While there are plenty of reasons why participation in QuiBids auctions avoids the legal definition of gambling (you can read them at QuiBids 101), success on our site can never be completely guaranteed. It requires the benefit of chance associated with shrewd decision-making and often simply being in the right place at the right time. Many people call this “luck,” but these decisions and choices can actually be controlled by the user to a certain degree, in order to facilitate improved chances of winning. Many of them are strikingly similar to the choices a gambler makes when he or she heads out to Las Vegas in search of a big payoff.
While we realize that comparing bidding on our items to sitting down to a poker table in Vegas probably doesn’t do much to help dissuade the notion that shopping with QuiBids isn’t gambling, we think it’s still a valid, vivid means of comparison that illustrates how to take advantage of our business model. From this point on (in this post, at least), it helps to bear the Buy Now feature in mind, as it guarantees that you’ll never have to pay more than a product’s retail price, should an auction not go the way you hoped. And that — unlike a casino’s slot machines — the odds aren’t always set in the house’s (read: QuiBids’) favor.

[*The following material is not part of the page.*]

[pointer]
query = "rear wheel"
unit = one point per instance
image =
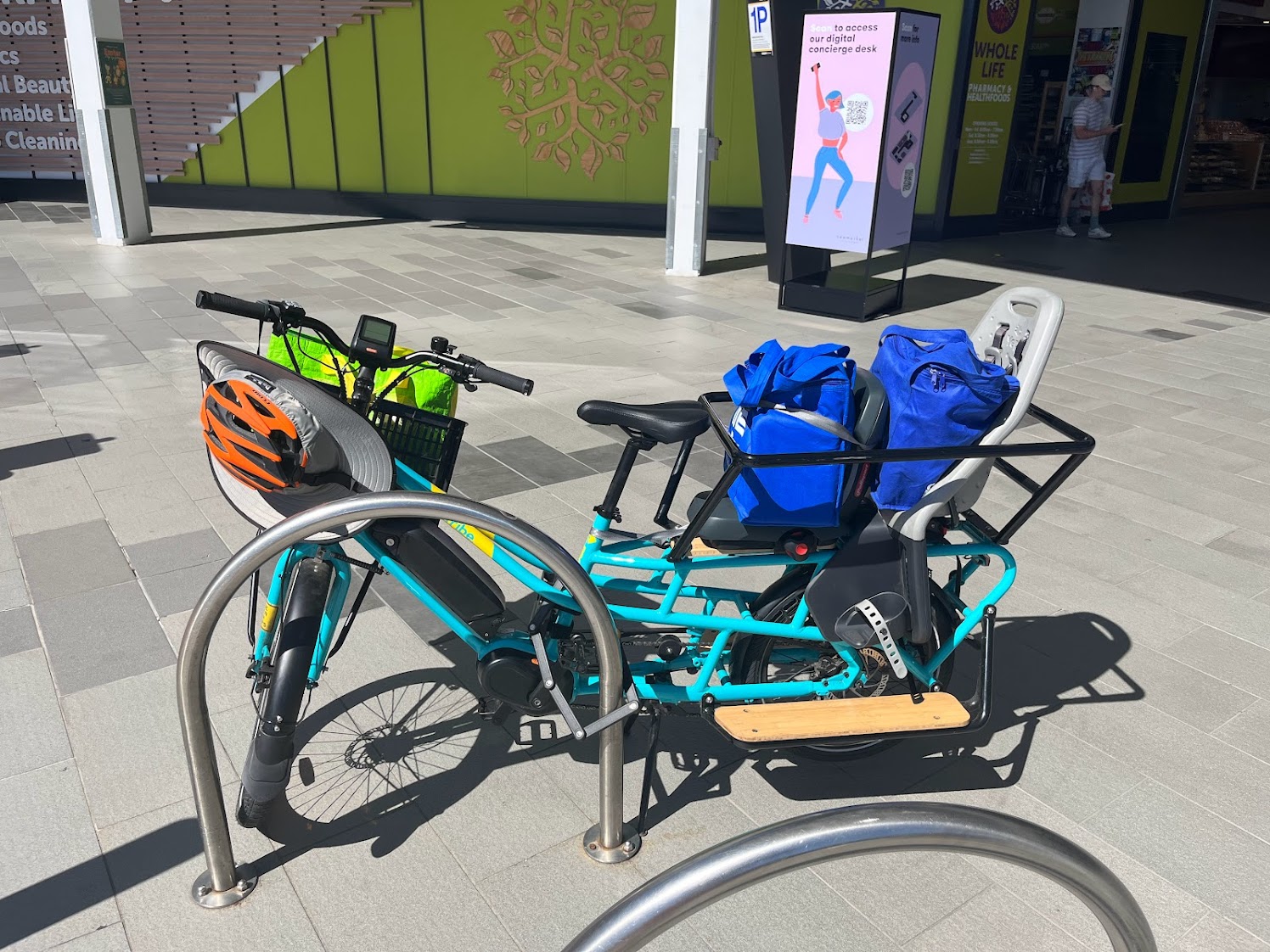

QuiBids as Vegas Comparison #1: Never walk into the Palace without plenty of ammo
Who carries pocket change into Casesar’s Palace — or The Palms, or MGM Grand — expecting to win big? Delusional people, that’s who.
Likewise, QuiBidders expecting to reign a big-screen TV with just a couple of bids are thinking pretty optimistically. Not that customers don’t win big with just a few bids — they do, we see it all the time — but they’re considerably less likely to win such an item at a discount if they’re not willing to pump in a hefty amount of bids.
QuiBids as Vegas Comparison #2: Different players have different styles
We bill ourselves as an entertainment shopping site, so customers’ ultimate goal should boil down to something as simple as “Have fun and get stuff,” right? Well sometimes users develop more involved, complicated (and even sometimes perplexing) strategies to deliver that goal.
A common one we’ve noticed is very similar to bluffing and losing. In poker, sometimes getting caught bluffing can be a useful thing, assuming you don’t lose too many chips: it proves to your opponents that you won’t sit idly by, waiting for a good hand. Then, they may be less likely to believe you when you do wind up with a straight flush. You win some to lose some.
Similarly on QuiBids, some users are willing to take a loss on certain auctions just to establish a reputation as being difficult to defeat. A user may spend 300 bids for instance, just to win 250 Voucher Bids. It is a bit of a bully tactic, and doesn’t make much sense within the immediate context, but it can pay off dividends if it means that other customers are scared to bid against you. We think it’s a good strategy to generally avoid these people, but to also bear in mind that a bluff is just a scare tactic by somebody who’s got nothing. Sometimes challenging them on their bullying can blow up their whole persona.
QuiBids as Vegas Comparison #3: Don’t expect to win your first trip to the table
A lot of people watch professionals play poker on TV and think, “That looks easy — all I’ve gotta do is sit still and keep a really stern face and toss chips in the pot!”
That couldn’t be further from the truth. Each person at that televised table spent years of experience calculating odds and analyzing them against the behavior of their opponents. It’s incredibly nerve-wracking and stressful, and miles above the level of competition at your buddies’ weekly poker night.
Major product auctions on QuiBids often draw these sorts of players — the so-called “power-bidders” — who spent a lot of time in front of their computer screens, trying (and often succeeding) at winning our products. Building up to their level of skill and confidence requires a lot of time and bidding, so don’t expect to win a computer or major in-home appliance on your first try, at least without the help of Buy Now.
QuiBids as Vegas Comparison #4: Smaller auctions are
If big-item auctions draw the big-time players, then it follows that smaller-item auctions are less-trafficked, right? [Now’s the part where you nod your head in the affirmative.]
It helps to think of an auction like a poker table: your odds of winning increase if you only have to beat two opponents instead of nine. Look for items being bid on by fewer users and the odds will ever be in your favor!